I remember his story, word for word: he began talking with great readiness indeed, and with evident pleasure. It was quite clear to me, that he had come up not to have a gossip with me, and not to pacify my mother either, but with some other object.

2

“Your mother and I have spent these twenty years together in silence,” he began, prattling on (it was utterly affected and unnatural), “and all that passed between us took place in silence. The chief characteristic of our twenty years’ connection has been its — dumbness. I believe we have never once quarrelled. It is true I have often gone away and left her alone, but it has always ended in my coming back. Nous revenons toujours; indeed, it’s a fundamental characteristic of men; it’s due to their magnanimity. If marriage depended on women alone, not a single marriage would last. Meekness, submissiveness, self-abasement, and at the same time firmness, strength, real strength, that’s your mother’s character. Take note, that she’s the best of all the women I’ve met in my life. And that she has strength I can bear witness: I have seen how that strength has supported her. When it’s a matter, I won’t say of convictions — convictions are out of the question — but what they look upon as convictions, and so, to their thinking, sacred, she is ready to face torture. Well, I leave you to judge, whether I am much like a torturer. That’s why I have preferred to remain silent about almost everything, and not simply because it was more convenient, and I confess I don’t regret it. In this way our life has gone on of itself on broad and humane lines, so that indeed I take no credit to myself for it. I must say by the way in parenthesis, that for some reason she never believed in my humanity, and so was always in a tremor; but, though she has trembled, she has never given in to any advanced ideas. They are so good at that, while we never understand that sort of thing, and in fact they are much better at managing things for themselves than we are. They are able to go on living their own lives in positions most unnatural to them, and in positions most strange to them they remain always the same. But we can’t do that.”

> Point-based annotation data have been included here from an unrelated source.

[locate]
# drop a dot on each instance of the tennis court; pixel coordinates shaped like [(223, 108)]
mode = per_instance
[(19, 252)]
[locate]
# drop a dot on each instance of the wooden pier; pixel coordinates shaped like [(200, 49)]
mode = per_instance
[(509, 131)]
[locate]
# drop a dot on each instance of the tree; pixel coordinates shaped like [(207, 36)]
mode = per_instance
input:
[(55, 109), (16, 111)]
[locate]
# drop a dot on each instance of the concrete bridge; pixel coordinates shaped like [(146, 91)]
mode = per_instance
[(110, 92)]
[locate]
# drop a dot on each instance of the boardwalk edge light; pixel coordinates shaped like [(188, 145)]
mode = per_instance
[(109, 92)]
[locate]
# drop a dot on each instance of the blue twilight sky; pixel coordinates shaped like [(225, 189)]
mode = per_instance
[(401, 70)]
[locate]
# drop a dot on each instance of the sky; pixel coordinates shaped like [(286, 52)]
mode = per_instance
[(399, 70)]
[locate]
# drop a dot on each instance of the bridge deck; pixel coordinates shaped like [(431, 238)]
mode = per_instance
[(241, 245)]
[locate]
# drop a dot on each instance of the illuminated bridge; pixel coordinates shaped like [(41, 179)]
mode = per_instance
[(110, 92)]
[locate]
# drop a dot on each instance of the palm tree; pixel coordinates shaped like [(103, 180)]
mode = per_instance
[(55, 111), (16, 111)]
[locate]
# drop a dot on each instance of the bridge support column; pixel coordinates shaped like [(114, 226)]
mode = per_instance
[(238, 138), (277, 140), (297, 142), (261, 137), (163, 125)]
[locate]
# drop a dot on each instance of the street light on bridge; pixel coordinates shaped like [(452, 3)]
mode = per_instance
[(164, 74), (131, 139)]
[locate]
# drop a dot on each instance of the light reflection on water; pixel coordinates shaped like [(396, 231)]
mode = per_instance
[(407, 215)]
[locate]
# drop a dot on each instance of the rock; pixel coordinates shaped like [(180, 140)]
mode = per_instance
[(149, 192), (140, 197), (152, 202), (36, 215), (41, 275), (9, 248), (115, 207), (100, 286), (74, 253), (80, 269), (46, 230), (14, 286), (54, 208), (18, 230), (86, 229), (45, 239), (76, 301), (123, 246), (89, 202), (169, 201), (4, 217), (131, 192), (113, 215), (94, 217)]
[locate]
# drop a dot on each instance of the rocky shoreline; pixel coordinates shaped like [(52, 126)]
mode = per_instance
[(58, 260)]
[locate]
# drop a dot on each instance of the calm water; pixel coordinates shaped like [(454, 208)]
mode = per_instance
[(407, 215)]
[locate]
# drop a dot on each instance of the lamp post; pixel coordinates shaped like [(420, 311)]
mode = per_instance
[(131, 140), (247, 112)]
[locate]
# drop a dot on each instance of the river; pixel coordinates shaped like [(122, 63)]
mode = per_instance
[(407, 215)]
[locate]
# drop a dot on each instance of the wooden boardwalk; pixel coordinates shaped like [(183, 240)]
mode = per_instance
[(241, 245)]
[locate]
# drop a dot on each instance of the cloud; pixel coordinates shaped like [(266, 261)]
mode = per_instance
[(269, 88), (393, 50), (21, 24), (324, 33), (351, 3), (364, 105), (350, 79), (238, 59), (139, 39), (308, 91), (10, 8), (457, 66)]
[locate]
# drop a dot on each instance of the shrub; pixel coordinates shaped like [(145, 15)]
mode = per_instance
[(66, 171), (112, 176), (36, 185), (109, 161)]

“Who are ‘they’? I don’t quite understand you.”

“The people, my dear fellow, I’m speaking of the common people. They have shown their great living force, and their historical breadth both morally and politically. But, to come back to ourselves, I may remark about your mother, that she is not always dumb; your mother sometimes speaks, but she speaks in such a way that you see at once that you simply waste time in talking to her, even though you might have been preparing her for five years beforehand. Moreover, she makes the most unexpected objections. Note again, that I am far from calling her a fool; on the contrary, she has intelligence of a sort, and even remarkable intelligence; though perhaps you will not believe in her intelligence . . . .”

“Why not? What I don’t believe is that you really believe in her intelligence yourself, and are not pretending.”

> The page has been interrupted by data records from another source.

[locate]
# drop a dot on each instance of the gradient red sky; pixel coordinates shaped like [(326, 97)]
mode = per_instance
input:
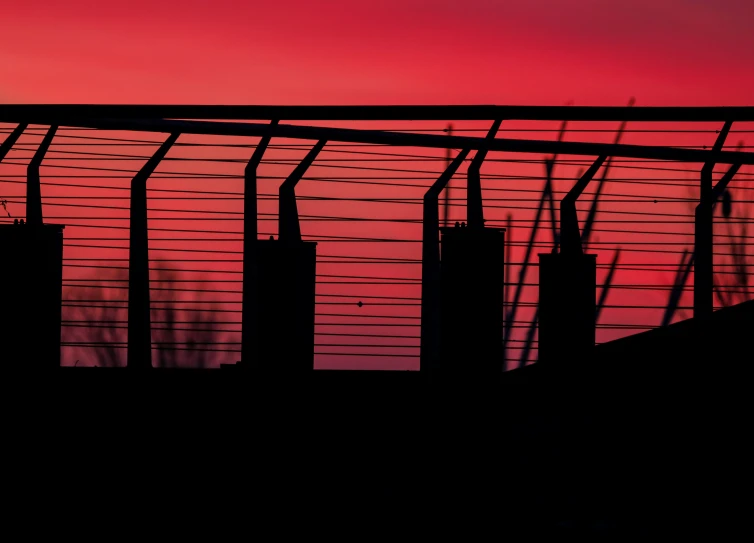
[(682, 52)]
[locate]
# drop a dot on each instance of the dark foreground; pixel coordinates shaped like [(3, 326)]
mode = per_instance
[(586, 451)]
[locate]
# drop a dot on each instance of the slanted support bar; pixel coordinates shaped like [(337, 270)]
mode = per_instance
[(250, 236), (33, 187), (139, 320), (430, 309), (289, 228), (474, 204), (11, 140), (570, 236), (703, 265)]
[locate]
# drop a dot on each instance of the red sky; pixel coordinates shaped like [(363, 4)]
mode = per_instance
[(683, 52), (594, 52)]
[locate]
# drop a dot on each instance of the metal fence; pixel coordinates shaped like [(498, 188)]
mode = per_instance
[(362, 202)]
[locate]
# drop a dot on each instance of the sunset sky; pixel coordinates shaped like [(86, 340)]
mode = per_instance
[(682, 52), (535, 52)]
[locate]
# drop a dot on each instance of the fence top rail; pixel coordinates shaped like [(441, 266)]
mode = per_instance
[(19, 112), (381, 137)]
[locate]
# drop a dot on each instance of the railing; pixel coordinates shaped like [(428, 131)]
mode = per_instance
[(361, 199)]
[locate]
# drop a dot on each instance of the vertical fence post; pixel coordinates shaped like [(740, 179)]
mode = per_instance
[(250, 237), (568, 287), (429, 350), (703, 261), (139, 319)]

“Yes? You look upon me as such a chameleon? My dear fellow, I am allowing you a little too much licence . . . like a spoilt son. . . . So be it for the time.”

“Tell me if you can the truth about my father.”

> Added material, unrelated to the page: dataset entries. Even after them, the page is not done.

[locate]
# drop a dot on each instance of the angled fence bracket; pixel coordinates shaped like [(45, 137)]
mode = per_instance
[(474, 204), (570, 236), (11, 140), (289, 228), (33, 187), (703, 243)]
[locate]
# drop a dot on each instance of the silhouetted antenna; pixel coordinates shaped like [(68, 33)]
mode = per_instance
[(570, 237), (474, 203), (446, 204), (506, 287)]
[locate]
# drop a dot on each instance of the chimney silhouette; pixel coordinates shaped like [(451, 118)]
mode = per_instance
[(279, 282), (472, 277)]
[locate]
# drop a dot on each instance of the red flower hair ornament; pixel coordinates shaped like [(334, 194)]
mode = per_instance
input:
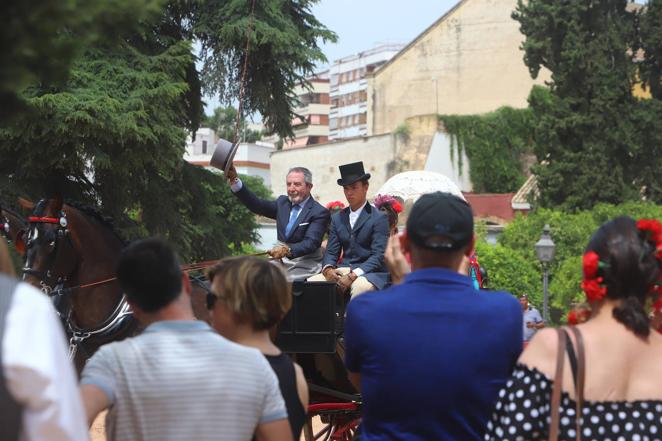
[(382, 200), (335, 205), (593, 284), (652, 228)]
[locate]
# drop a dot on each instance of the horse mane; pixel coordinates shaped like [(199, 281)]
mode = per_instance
[(17, 215), (95, 214)]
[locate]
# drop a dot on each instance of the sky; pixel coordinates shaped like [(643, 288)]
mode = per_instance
[(363, 24)]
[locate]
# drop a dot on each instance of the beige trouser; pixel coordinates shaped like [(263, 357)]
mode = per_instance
[(359, 286)]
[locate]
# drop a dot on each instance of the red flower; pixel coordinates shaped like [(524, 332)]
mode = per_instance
[(653, 230), (652, 227), (572, 318), (594, 289), (591, 264)]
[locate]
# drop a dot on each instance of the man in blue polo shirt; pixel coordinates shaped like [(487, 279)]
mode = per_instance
[(431, 354)]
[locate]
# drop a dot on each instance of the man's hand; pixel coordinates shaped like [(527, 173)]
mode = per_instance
[(331, 274), (345, 282), (278, 252), (395, 260), (231, 175)]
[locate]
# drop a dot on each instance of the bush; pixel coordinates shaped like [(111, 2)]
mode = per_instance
[(512, 265), (509, 270)]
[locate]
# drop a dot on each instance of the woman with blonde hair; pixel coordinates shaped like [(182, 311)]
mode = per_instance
[(613, 361), (249, 297)]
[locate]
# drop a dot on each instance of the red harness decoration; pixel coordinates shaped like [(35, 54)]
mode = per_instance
[(44, 220)]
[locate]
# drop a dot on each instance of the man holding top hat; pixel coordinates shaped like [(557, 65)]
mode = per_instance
[(301, 221), (359, 233)]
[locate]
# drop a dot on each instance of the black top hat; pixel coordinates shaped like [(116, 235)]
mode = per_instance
[(351, 173)]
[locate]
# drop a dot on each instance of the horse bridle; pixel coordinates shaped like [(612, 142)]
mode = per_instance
[(45, 275)]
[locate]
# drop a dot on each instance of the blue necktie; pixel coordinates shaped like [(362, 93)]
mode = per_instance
[(294, 213)]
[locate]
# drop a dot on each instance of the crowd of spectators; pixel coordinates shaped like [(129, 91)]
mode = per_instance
[(433, 357)]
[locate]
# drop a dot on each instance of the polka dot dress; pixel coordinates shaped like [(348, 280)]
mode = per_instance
[(522, 413)]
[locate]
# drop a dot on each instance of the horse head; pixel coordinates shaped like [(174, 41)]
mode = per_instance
[(12, 226), (50, 253)]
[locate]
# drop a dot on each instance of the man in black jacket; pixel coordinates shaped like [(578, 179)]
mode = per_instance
[(300, 221), (354, 256)]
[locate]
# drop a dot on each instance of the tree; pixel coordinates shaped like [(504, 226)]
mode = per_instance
[(284, 52), (223, 122), (587, 139), (113, 134), (513, 266)]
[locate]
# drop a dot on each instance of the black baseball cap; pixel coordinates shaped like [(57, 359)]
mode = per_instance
[(440, 221)]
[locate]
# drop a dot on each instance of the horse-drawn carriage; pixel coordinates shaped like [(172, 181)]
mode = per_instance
[(313, 332), (70, 252)]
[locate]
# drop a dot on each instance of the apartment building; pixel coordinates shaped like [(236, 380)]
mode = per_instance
[(313, 126), (349, 90)]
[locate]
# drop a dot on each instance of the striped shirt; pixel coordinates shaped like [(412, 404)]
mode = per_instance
[(180, 380)]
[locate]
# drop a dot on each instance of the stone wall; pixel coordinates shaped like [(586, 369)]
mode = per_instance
[(422, 146), (468, 62)]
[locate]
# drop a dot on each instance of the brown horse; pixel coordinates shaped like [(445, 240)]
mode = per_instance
[(71, 253)]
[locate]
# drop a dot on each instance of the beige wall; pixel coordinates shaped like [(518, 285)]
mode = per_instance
[(468, 62), (376, 152)]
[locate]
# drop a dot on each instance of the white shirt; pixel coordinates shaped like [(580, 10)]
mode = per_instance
[(38, 372), (354, 215)]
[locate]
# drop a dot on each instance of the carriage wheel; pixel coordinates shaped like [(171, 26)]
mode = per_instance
[(340, 422)]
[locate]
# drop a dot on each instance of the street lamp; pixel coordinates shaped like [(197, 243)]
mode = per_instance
[(545, 251)]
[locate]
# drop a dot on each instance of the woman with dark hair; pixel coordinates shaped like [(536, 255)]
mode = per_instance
[(614, 358), (250, 297)]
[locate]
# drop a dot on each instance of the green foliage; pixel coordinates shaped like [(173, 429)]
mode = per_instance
[(495, 144), (650, 68), (224, 122), (112, 135), (511, 271), (570, 232), (594, 139), (284, 51)]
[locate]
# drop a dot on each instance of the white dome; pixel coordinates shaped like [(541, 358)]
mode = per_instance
[(411, 185)]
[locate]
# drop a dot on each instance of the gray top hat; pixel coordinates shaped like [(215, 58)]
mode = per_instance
[(223, 155)]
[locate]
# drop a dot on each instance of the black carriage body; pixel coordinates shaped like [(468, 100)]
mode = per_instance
[(315, 320)]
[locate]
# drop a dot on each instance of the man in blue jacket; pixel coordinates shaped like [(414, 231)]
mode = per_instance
[(300, 221), (430, 355), (354, 256)]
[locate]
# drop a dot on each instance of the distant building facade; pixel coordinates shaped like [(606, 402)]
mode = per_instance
[(349, 90), (313, 126), (468, 62)]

“About Makar Ivanovitch? Makar Ivanovitch was, as you are aware, a house-serf, who, so to speak, had a yearning for glory of a sort . . . .”

“I bet that at this minute you feel envious of him!”

“On the contrary, my dear fellow, on the contrary, and if you like I am very glad to see you in such a flippant mood; I swear that I am in a penitent frame of mind, and just now, at this moment, I regret a thousand times over all that happened twenty years ago. And besides, God knows, it all happened quite accidentally . . . well, and, so far as in me lay, humanely too; — as I conceived of an act of humanity in those days anyway. Oh, in those days we were all boiling over with zeal for doing good, for serving the public weal, for a higher ideal; we disapproved of class distinctions, of the privileges of our rank, of our property and even of usury, at least some of us did. . . . I declare we did. There were not many of us, but we said good things, and sometimes, I assure you, did good things, too.”

“That was when you sobbed on his shoulder.”

“I am ready to agree with you on every point beforehand. By the way, you heard of that shoulder from me, and so, at this moment, you are making spiteful use of my frankness and confidence in you; but you must admit that there was not so much harm in that episode as might seem at the first glance, especially for that period. To be sure we were only making a beginning then. Of course it was a pose, but I did not know at the time that it was a pose. Have you, for instance, never posed in practical affairs?”

“I was rather sentimental downstairs, just now, and as I came up here I felt horribly ashamed at the thought that you might imagine I had been posing. It is true in some cases, though one’s feelings are sincere, one makes a display of one’s feelings. I swear that everything I said downstairs was absolutely genuine.”

“That’s exactly it; you have very successfully defined it in a phrase, ‘though one’s feelings are sincere one makes a display of one’s self’; but do you know it was just the same with me. Though I was making a display of them, my sobs were perfectly genuine. I don’t deny that Makar Ivanovitch might, if he had been wittily disposed, have looked upon my sobs as the climax of mockery, but in those days he was too honest to be so clear-sighted. I don’t know whether he felt sorry for me or not. I remember that I had a great desire that he should.”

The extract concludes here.